A modern day Dr. Doolittle who calls the cats his "children," Horn has spent vast amounts of time, energy and money on animals who have left millions of show-goers here in awe since 1966.
The menagerie developed by Horn and longtime stage partner Siegfried Fischbacher includes 63 rare white tigers and white lions. Horn has been on hand for many of their births.
"The first voice they hear is mine, the first touch they feel is mine, the first human face they see is mine," Horn said in an interview in late 2000. "They just think I'm a strange tiger who walks on two legs."
But on Friday night, just 20 hours after Horn had celebrated his 59th birthday with hundreds of friends, one of the beasts inexplicably turned on him at the Mirage hotel-casino.
As he had done thousands of times, Horn sauntered onto the stage with 7-year-old Montecore, a white tiger who has appeared in the show since he was 6 months old - telling the capacity crowd of 1,503 it was the cat's stage debut - a little white tiger lie.
Montecore was told to lie down, but balked and grabbed Horn's arm in his mouth. Horn struck Montecore with his microphone, trying to get him to loosen his grip. Montecore then grabbed Horn by his throat, dragging him backstage where handlers subdued the tiger by spraying him with a fire extinguisher.
Horn remains in critical but stable condition. One of the doctors who treated Roy Horn after he was attacked last week by a tiger said Tuesday the magician is improving and communicating, but is still in critical condition.
Neurosurgeon Derek Duke said Horn's injuries were severe, and is not sure if he will fully recover.

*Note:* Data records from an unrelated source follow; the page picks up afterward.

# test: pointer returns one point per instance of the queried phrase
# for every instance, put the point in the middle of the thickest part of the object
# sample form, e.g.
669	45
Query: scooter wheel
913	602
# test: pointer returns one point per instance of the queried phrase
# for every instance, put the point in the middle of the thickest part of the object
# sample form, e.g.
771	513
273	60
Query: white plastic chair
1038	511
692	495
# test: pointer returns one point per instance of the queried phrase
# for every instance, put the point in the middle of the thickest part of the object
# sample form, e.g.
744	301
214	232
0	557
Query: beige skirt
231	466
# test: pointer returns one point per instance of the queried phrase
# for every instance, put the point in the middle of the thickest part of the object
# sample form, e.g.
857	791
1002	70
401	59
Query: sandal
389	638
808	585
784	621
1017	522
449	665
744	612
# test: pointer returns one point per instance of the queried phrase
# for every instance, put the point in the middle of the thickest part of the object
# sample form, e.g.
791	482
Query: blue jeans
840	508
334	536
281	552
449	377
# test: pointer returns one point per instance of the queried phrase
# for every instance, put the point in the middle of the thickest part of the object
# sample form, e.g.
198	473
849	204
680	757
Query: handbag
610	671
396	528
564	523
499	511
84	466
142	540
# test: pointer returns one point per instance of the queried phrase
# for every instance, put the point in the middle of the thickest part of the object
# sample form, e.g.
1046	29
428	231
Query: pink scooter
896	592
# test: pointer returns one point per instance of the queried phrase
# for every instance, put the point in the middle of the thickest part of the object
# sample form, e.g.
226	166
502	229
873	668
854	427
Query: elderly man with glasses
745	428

Horn prided himself in knowing his animals and his animals knowing him. In more than 40 years of close encounters with some of the world's most exotic animals, Horn was never injured by any of the creatures, Horn said in a 2000 interview for the book "Siegfried & Roy's Gift for the Ages."
"Siegfried and I have spent every waking moment with our animals," Horn said. "We watch and observe. We talk to them, take walks with them, swim with them, meditate with them. Day by day, we learn about each other. But you must have patience and respect for Mother Nature. Because when an animal gives you its trust, you feel like you have been given the most beautiful gift in the world."
Horn said whatever situation he's put in with his animals, "I always try to think as they think. We can always solve our arguments in an understanding way because I respect them and they respect me."
Only once was that philosophy tested, he said in the 2000 interview.
He was playing hide and seek, as he often did, with a Siberian tiger named Sahra.
"After rolling around in the grass together, she suddenly laid on top of me and pinned me down," Horn recalled. "Our eyes met and I realized she was no longer playing - she was about to bite me. Trusting my instincts, I raised my head and bit her nose as hard as I could."
"Totally perplexed, she jumped up and pretended it never happened," said Horn. "I immediately made our friendship sound - ff-fuff, ff-fuff. She never attempted to bite me again."
The bonds with special animals begin at an early age. When a white lion or white tiger is pregnant she is cared for at special birthing facilities at Siegfried & Roy's Secret Garden, an animal habitat at the Mirage.
"I think this is incredible when you consider an animal like this can kill their own mate over young ones, and to think that she accepts Roy to be a part of the experience is a miracle," Fischbacher said.
Horn's love of animals dates back to post-war Germany, when his father returned home from the German military with an animal that was half dog, half wolf. Horn and the dog, Hexe, became inseparable, spending their days wandering in the nearby woods.
"If it wasn't for Hexe, I wouldn't be sitting here today," Horn said in the interview. One day Horn was sucked into a swamp area and began sinking. Hexe raced to a nearby farmhouse and brought help, Horn recalled.
Horn left home at an early age to become a bellboy on the cruise ship, where he met Fischbacher, a young magician who was one of the ship's entertainers.
The two first played Las Vegas in 1966, then returned as a featured act in 1974. They signed an unprecedented $57.5 million contract to play the Mirage in a theater bearing their name beginning in 1990. In 2001, after performing some 5,000 shows before more than 7 million people at the Mirage, they signed a lifetime contract with the resort.
The day after the attack, the show was shut down indefinitely.
Robert Macy has covered Siegfried & Roy for 22 years. He was Las Vegas correspondent for The Associated Press from 1981 until his retirement in 2000, after which he and his wife Melinda wrote a book, "Siegfried & Roy's Gift for the Ages," which focused on Roy Horn's passion for saving rare white tigers and white lions from extinction.